Hey, I liked High School Musical too. As a matter or fact, I'e uploaded two of the songs from the recent HSM release in my Multiply. :D

3:42 PM  
Blogger pgenrestories said...

Well, I suppose HSM is for your generation, der fuhrer. My generation (and those around it)went through Grease. And those older went through West Side Story. Before that, they had Elvis, I suppose. :)

8:47 PM  
Blogger Vin said...

Haha! Like bc I also enjoyed the Pat Benatar thing. My age is showing...
;)

I love HSm though, and most of the Lit Critters are big fans. It resonates across generatiopns. Or we're just still young. (At heart.) :P

6:25 PM  
Blogger pgenrestories said...

Hi Vin. Because I know we don't share a love for the Jefferson Starship's songs, I'm glad that Benatar is something we share. :D

7:51 PM  
Blogger exie abola said...

Hi Kenneth.

Give this to that old fogey:

I don't believe in the sixties
The golden age of pop
We glorify the past
When the future dries up.


-- U2, "God Part II"

I'm old enough to have seen Pat Benatar's videos as a high school kid. There was lots of great music being made in the eighties, and there's lots being made now. The best songs aren't necessarily the ones getting the attention. Listen to a songwriter like Aimee Mann and you'll understand.

Oh, and "Whole lotta shakin', whole lotta shakin' goin' on" was considered pretty raunchy in its time. Everyone knew what Jerry Lee Lewis meant by shakin'.

8:39 PM  
Blogger pgenrestories said...

Hi Exie!

Thankfully, I haven't seen that old man since. At that time we just happened to frequent the same place, and when we got stuck there due to rain, he struck up a conversation.

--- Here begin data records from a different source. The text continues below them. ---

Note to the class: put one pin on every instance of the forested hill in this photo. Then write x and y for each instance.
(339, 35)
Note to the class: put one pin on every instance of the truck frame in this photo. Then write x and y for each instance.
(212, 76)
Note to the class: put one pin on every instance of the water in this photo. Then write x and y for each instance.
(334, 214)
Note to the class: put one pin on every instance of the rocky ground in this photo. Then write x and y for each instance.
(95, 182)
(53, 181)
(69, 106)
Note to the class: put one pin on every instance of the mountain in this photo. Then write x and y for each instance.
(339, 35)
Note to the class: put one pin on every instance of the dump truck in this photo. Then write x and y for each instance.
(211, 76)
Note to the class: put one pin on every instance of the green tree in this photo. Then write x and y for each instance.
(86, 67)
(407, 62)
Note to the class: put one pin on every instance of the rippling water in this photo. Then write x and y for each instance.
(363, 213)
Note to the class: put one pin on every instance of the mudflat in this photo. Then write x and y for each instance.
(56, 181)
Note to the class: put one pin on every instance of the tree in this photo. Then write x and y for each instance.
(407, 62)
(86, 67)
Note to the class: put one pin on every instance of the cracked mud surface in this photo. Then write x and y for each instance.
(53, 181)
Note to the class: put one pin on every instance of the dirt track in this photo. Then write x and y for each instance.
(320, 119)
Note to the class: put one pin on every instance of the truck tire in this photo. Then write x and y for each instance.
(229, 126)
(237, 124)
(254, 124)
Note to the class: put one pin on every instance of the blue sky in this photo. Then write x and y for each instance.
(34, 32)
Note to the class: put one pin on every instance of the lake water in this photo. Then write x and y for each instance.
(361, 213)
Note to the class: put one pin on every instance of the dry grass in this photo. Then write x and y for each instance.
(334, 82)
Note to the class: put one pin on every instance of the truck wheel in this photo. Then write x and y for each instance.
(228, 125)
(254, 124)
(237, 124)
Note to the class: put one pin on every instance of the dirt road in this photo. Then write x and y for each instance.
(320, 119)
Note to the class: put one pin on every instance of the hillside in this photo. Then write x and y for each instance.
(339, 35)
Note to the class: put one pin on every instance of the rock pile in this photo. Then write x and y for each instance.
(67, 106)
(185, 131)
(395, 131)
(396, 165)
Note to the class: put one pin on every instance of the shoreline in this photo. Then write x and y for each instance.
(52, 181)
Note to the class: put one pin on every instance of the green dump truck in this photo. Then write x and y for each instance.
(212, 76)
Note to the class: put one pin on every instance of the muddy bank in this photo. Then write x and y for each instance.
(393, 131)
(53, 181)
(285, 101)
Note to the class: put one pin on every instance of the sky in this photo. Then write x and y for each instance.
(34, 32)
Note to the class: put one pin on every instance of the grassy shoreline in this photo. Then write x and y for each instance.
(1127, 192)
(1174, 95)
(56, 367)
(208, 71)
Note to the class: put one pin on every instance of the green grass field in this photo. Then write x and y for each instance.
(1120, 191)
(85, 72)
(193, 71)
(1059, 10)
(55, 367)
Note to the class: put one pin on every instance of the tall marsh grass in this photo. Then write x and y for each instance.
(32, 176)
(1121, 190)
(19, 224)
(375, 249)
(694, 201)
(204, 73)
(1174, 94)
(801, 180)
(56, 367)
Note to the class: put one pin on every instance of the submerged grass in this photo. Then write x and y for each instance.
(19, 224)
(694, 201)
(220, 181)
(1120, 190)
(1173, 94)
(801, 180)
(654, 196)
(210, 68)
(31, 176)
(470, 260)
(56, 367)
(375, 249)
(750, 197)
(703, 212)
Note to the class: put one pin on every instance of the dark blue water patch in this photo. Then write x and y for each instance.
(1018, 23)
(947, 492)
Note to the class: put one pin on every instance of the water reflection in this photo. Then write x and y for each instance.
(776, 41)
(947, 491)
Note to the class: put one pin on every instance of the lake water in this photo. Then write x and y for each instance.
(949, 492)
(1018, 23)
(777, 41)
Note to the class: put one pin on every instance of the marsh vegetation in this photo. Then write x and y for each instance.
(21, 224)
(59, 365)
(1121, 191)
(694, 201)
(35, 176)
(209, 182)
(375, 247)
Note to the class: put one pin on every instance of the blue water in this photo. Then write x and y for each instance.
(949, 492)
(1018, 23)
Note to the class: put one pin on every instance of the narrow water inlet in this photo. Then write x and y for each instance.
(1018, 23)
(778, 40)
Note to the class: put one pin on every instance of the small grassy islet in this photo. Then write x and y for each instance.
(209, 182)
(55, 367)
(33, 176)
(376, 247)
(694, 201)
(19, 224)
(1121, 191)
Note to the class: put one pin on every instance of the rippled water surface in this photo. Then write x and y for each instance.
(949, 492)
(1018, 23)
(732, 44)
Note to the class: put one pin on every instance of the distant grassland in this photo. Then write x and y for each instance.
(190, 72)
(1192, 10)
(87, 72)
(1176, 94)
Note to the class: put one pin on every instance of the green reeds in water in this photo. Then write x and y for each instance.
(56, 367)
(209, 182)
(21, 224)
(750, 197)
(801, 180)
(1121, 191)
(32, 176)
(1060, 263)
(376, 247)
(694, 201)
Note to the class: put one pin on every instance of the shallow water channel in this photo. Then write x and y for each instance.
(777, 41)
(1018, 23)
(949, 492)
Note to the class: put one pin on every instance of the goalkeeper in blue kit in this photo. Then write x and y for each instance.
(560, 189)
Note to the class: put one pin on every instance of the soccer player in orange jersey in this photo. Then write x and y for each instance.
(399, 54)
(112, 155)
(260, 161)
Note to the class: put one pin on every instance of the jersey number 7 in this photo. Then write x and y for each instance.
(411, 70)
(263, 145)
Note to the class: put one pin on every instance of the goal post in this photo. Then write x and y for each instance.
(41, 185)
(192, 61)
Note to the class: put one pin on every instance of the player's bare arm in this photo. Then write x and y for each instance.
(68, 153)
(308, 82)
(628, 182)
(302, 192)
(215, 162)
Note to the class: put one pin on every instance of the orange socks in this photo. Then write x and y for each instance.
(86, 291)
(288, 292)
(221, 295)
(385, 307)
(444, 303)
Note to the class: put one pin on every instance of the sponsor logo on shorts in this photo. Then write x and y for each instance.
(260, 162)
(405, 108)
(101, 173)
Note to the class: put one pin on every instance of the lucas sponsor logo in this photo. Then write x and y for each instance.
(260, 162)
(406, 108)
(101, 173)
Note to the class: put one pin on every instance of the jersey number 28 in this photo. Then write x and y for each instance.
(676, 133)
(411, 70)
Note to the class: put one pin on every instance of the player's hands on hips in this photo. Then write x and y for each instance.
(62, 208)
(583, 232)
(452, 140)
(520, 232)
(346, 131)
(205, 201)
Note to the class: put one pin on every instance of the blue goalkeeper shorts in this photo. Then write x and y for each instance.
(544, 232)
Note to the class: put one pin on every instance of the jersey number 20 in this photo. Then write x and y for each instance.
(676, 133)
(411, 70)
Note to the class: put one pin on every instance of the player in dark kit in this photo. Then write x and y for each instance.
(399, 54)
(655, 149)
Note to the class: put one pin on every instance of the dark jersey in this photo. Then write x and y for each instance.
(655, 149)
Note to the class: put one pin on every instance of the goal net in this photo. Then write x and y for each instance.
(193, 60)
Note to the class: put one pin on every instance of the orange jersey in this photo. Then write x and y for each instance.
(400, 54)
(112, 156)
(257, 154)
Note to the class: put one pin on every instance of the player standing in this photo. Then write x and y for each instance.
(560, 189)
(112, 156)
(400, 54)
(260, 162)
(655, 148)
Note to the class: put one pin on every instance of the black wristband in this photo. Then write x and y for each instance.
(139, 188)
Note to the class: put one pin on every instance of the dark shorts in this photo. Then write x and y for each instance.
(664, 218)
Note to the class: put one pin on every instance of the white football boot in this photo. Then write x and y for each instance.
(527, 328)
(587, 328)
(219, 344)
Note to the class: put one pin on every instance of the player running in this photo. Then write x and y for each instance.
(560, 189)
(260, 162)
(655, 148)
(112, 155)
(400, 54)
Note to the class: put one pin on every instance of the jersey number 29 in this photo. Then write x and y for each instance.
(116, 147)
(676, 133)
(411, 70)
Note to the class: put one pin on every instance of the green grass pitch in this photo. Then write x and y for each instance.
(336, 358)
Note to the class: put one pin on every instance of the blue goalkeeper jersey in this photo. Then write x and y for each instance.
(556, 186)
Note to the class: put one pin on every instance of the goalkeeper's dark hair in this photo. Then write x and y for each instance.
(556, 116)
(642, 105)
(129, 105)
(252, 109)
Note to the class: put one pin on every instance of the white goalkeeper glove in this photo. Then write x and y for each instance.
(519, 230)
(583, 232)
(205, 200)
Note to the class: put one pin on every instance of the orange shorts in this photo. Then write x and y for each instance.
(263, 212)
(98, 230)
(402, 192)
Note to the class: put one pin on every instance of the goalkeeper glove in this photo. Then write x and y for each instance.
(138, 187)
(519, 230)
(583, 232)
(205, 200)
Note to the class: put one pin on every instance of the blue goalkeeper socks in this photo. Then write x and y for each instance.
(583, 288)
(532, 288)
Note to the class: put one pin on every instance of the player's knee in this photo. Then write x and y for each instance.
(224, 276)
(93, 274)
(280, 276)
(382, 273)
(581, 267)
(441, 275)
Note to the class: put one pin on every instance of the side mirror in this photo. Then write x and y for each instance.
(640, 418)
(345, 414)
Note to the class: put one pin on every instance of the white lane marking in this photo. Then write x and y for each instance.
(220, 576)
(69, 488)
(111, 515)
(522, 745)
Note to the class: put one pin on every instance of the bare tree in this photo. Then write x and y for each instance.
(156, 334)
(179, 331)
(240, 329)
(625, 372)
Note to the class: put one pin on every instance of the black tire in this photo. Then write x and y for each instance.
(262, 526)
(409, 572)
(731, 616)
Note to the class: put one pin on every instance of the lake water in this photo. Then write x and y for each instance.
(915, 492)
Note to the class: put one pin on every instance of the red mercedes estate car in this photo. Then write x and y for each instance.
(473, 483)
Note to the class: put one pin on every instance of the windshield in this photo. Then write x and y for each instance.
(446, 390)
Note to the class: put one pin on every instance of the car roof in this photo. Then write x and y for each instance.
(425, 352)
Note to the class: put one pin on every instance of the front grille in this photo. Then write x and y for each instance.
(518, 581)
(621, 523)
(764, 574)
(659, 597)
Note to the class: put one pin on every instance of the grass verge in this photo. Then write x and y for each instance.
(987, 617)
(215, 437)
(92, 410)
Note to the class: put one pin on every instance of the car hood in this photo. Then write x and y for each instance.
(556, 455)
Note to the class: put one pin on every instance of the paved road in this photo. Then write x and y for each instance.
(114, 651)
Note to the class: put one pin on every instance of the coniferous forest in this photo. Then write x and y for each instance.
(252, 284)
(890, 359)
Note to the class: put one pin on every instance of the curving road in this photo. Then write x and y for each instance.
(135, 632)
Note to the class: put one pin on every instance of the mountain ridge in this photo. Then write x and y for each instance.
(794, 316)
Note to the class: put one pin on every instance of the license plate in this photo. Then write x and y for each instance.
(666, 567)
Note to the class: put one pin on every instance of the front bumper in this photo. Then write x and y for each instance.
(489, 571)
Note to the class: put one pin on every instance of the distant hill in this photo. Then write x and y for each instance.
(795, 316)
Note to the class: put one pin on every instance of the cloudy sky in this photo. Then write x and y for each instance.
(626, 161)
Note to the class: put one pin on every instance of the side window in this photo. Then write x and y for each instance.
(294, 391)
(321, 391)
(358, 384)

But if I do see him, I'll quote him that U2 song! ("From Mr. Exie Abola, sir! You can find him at...")

If he's still alive...

Benatar is someone I still like from the 80's, but I cringe at some of the songs from that time (like Air Supply--my apologies to all Air Supply fans--Brrr...).

And I'll check out Aimee Mann! Thanks! I really should get up-to-date.

9:08 PM  
Blogger banzai cat said...

Torrent downloading is your friend. :-) And I second the Aimee Mann recommendation.

12:42 PM  
Blogger pgenrestories said...

Thanks, BC. My brother is more of a music aficionado than I am. I plan to ask him if I can borrow his Aimee Mann cd's, if he has any.